Ketiga, paham politik (bashir bi as-siyasah). Seorang yang rabbani, memiliki kedalaman pandangan tentang politik. Politik Islam adalah seni mengelola urusan publik agar manusia merasa indah beribadah dan mampu menjadikan setiap aktivitas mereka sebagai ibadah. Dia mampu mengelola sebuah kebjakan yang membuat orang kaya merasa terjamin hartanya dan gembira menunaikan kewajibannya. Kebijakan itu membuat orang miskin merasa tenteram sekaligus bersemangat dalam etos kerjanya.

Keempat, melek manajemen (as-shahirah bi at-tadbir). Seorang yang rabbani juga memiliki kedalaman pandangan dalam hal manajemen. Dia tahu bagaimana menempatkan sumber daya pada posisi yang tepat sesuai dengan ahlinya. Didasari hal inilah, Rasulullah tak pernah mengangkat Umar ra., menjadi komandan satuan pasukan besar bukan karena beliau tidak mampu. Tapi model seperti Umar akan mementingkan mencari kematian (syahadah) daripada kemenangan pasukan yang dipimpinnya. Berbeda dengan profil Khalid bin Walid ra. Saat dipecat dari kedudukannya sebagai panglima ia berujar, “Kini aku bebas mencari kematian. Kemarin ketika menjadi panglima, tentu kupikirkan pasukanku. Kini aku berpikir tentang diriku sendiri, dan aku merindukan surga.” Kalau bukan karena dia panglima, Khalid mungkin tak perlu mematahkan sampai 13 bilah pedang dalam Perang Mu’tah.

Kelima, al-qiyam bi as-su-unir ra ‘iyah lil maslahati ad-dunyaa wa ad-diin. Poin ini adalah implementasi dari poin ketiga dan keempat. Kata kuncinya adalah kepedulian pada kepentingan publik. Seorang yang rabbani memiliki peran dalam menegakkan kepentingan masyarakat banyak dalam kerangka kebaikan dunia dan agama. Ada advokasi, penyantunan, pelayanan, peningkatan kesejahteraan dan ada kebijakan yang membuka peluang-peluang kebaikan. Itulah orang-orang rabbani.

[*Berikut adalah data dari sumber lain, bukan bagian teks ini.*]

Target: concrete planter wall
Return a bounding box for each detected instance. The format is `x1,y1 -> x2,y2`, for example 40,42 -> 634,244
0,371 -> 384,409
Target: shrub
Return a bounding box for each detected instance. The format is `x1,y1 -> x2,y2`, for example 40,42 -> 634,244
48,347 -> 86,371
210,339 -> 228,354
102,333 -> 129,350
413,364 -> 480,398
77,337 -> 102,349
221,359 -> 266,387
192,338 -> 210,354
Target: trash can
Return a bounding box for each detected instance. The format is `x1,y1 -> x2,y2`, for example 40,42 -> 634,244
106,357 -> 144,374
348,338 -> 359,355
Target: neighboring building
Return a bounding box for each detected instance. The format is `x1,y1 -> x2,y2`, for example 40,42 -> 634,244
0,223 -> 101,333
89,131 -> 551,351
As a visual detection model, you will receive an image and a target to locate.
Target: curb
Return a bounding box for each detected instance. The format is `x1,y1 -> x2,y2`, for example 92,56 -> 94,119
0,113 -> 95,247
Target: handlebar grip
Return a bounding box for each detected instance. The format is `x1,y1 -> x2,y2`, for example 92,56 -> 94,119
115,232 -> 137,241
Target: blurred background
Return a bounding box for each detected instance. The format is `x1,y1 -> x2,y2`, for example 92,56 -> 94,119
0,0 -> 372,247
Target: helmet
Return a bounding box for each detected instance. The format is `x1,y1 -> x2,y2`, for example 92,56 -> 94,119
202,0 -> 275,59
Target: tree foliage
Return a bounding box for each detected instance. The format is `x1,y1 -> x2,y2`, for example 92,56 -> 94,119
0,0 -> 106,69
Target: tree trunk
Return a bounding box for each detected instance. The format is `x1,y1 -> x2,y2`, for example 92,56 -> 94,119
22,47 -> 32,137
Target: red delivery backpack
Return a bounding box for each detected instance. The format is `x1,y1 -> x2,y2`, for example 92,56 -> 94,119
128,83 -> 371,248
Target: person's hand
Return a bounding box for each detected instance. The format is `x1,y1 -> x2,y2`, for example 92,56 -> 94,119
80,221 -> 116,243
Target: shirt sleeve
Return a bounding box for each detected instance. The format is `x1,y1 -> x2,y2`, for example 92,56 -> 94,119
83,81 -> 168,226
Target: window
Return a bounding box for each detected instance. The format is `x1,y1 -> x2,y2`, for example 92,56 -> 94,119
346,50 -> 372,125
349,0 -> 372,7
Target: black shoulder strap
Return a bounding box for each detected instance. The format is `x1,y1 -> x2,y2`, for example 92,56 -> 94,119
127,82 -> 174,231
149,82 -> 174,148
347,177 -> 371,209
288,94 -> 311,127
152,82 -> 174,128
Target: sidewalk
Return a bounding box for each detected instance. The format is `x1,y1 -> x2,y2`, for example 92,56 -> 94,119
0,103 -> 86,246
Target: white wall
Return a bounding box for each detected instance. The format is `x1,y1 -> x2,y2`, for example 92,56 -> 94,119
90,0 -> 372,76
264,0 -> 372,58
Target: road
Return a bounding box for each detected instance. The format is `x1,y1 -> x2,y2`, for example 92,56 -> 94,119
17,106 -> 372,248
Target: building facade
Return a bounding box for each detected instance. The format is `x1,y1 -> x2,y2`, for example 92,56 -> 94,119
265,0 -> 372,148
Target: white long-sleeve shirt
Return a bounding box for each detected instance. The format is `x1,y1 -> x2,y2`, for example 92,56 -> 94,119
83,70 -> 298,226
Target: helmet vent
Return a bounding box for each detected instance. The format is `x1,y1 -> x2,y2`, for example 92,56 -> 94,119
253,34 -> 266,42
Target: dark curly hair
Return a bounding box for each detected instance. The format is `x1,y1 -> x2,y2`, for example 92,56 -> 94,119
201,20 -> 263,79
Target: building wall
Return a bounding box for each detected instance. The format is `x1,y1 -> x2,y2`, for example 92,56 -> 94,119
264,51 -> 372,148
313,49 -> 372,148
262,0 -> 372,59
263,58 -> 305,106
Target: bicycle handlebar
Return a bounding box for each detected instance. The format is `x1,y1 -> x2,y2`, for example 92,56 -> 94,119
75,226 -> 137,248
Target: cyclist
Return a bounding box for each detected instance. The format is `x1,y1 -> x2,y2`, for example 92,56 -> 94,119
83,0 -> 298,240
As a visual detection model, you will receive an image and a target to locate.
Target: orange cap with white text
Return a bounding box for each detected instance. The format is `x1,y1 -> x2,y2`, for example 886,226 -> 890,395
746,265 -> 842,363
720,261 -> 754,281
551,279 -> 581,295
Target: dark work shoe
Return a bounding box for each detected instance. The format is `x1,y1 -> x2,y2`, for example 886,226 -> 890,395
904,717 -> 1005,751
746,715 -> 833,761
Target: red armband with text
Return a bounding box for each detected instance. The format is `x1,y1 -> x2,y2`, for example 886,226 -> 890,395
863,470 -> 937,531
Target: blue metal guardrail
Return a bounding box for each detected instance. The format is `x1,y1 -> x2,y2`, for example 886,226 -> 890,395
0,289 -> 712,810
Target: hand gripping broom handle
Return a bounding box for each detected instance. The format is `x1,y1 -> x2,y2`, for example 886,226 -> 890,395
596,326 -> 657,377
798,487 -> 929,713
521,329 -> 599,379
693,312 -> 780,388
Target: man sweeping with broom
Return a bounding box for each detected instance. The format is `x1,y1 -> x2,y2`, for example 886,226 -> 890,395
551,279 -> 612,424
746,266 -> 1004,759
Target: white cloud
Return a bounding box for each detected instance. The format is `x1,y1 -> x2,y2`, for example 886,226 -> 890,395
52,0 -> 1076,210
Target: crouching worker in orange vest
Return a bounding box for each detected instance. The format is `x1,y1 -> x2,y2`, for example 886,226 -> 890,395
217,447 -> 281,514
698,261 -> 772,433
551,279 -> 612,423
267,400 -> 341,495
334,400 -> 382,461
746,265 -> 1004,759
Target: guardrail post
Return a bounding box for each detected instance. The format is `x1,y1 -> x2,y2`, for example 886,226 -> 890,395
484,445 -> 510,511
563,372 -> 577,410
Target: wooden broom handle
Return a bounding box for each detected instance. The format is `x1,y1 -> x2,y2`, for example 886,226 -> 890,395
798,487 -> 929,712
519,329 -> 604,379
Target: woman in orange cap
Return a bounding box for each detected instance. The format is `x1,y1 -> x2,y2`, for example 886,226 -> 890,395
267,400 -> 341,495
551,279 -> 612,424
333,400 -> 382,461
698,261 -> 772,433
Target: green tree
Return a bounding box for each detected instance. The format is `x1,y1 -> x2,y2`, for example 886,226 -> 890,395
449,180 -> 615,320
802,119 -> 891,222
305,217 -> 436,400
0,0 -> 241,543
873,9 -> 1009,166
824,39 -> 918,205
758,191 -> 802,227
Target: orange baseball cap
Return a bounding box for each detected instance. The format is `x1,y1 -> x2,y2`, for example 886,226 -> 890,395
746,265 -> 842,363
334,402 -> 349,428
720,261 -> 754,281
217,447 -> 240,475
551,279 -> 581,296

Air mata di jalan dakwah, jelaslah yang membedakan antara kita dengan sang pejuang itu. Mereka kalau toh harus menangis bukan lantaran kegenitan dan kecengengan mereka. Tetapi, lantaran muhasabah atas apa yang semestinya mereka lakukan merasa belum sepenuhnya dilakukan. Mereka menangis dalam himpitan perasaan khauf dan raja’ kepada Allah. Mereka menangis lantaran ilmu yang dimilikinya belum banyak diambil manfaatnya bagi orang lain. Mereka menangis lantaran takut kesetiaan imannya tergadaikan dengan urusan dunia. Mereka menangis lantaran takut merosotnya tekad yang kuat dalam dada. Lantaran itu semua mereka layak menjadi generasi rabbani yang pantas mengemban amanah khalifah di muka bumi.
Air mata di jalan dakwah, ada tanya yang tersisa, bagaimana dengan Anda? Seorang pejuang sejati takkan mengalirkan air matanya tanpa makna.

Dinukil dari buku “Air Mata di Jalan Dakwah”, Umar Hidayat.

Buku adalah gudang ilmu, membaca adalah kuncinya. Ketiadaan dana untuk membeli sebuah buku bukan halangan untuk membaca, karena ruang perpustakaan dan rak-rak sahabat muslim kita sudah terlalu penuh oleh ‘debu’ dan kesepian. Jauhnya kita dari toko buku bukan pula halangan untuk mencari ilmu dari membaca, karena kita memiliki segala upaya untuk mendapatkan dengan cucuran keringat serta air mata. Kemanakah segala waktu kita...? muslim beribadah berdasarkan Ilmu, bukan teka-teki ataupun taklid buta. Barangkali dengan membaca kita bisa semakin dekat dengan “Generasi Rabbani”, sebagaimana ayat pertama yang turun... “IQRA...!!!”